Former President Regan fired striking Air Traffic Controllers on 1982. That was “the death knell” of the Unions. Former living wage Jobs were moved south without union protection. Many regulations were reversed.
Reganomics encouraged greed. Meanwhile, the Regan/Bush Administrations policy toward cities in the urban north was “benign neglect”.
HUD created “red lining” in the 1930s: it caused segregation.
Black WWII Veterans were denied GI Bill Home Loans. The very opportunity to build stability, equity & generational wealth.
My father, uncles & all White Veterans benefited from home ownership.
Milwaukee remains the most segregated city & the worst place to raise children in the U.S.
400 years of Slavery caused 26 generations of Black trauma. Conversely, White plantation owners & bankers profits were extreme
Post Civil War Reformation was short lived. It led to “convict leasing” wherein Black were accused of anything to serve Whites. These factors created fear of law enforcement.
This explains the origin of Mass Incarceration. Wisconsin has the the highest rate of Incarceration in the USA. Locking up Citizen’s damages the Community & Children are left fatherless.
Furthermore, USA incarnates more people than any country.
I’m curious if you have any insight as to the reason there is no “great migration” out of Milwaukee/ Wisconsin if the conditions are so detrimental?
I’m not asking to be snide or cynical , I’m curious if in your study of the issues, that you also have data (not opinions) that answer the question why populations that are on the losing end of all the studies don’t relocate to any other city/state where they will find a better opportunity, or at least a fair shake.

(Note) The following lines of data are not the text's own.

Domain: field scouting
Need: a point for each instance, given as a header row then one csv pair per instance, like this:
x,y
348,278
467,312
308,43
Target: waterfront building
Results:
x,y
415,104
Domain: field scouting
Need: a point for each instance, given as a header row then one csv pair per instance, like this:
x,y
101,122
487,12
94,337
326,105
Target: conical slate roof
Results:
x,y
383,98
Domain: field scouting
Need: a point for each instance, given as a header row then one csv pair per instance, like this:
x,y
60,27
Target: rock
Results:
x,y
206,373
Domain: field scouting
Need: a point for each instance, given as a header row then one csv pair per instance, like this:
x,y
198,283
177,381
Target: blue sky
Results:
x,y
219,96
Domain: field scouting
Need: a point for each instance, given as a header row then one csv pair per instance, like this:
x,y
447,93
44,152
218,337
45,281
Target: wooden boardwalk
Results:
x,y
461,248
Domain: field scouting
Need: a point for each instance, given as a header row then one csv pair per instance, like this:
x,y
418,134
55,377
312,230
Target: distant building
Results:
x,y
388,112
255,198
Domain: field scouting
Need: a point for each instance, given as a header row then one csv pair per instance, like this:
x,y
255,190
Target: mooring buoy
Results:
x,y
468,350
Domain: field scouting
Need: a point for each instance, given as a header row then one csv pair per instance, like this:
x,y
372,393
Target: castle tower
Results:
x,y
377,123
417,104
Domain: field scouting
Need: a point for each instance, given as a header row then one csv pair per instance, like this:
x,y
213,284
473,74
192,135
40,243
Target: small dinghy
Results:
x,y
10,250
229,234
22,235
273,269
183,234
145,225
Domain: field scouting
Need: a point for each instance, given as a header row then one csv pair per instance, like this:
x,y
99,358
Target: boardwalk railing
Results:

I think it’s an important part of the discussion that gets omitted when citing the hard data from all those studies… ie: why does any person
choose to live in this city/state if it is the worst place in America for them to live?
Just some overall population numbers for the city of Milwaukee:
1960 – 740,000 – 11th largest city in the U.S.

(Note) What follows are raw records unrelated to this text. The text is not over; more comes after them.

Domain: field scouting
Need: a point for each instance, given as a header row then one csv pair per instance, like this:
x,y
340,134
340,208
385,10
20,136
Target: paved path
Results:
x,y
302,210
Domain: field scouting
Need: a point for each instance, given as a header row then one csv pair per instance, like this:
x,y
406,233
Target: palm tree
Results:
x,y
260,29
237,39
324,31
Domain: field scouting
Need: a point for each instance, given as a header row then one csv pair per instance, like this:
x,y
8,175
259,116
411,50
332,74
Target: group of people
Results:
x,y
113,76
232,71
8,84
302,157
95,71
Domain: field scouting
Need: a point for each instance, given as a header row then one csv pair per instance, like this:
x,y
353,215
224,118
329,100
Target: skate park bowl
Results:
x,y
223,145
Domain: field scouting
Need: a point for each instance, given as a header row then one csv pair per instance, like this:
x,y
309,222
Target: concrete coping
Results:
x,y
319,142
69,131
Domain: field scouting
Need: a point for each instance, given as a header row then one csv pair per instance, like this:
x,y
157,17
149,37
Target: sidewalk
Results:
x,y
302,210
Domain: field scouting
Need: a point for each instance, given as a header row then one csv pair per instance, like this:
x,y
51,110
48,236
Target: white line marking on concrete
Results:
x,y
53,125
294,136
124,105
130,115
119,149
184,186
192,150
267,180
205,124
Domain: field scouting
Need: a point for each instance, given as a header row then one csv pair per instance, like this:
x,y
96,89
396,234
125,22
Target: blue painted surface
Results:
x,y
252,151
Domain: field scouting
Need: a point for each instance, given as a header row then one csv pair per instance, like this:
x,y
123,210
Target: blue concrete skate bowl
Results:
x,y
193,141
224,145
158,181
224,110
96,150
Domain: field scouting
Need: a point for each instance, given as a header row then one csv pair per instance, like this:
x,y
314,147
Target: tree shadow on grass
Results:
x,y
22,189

2022 – 569,000 – 31st largest city in the U.S.
https://www.biggestuscities.com/city/milwaukee-wisconsin
During this time period the U.S. population has grown from 180MM in 1960 to 335MM today.
While the U.S. population has grown 86% in the last 60 years, Milwaukee has declined 23%.
Without the explosive population growth in the “greater downtown area” the last 25 years, these numbers would be much worse.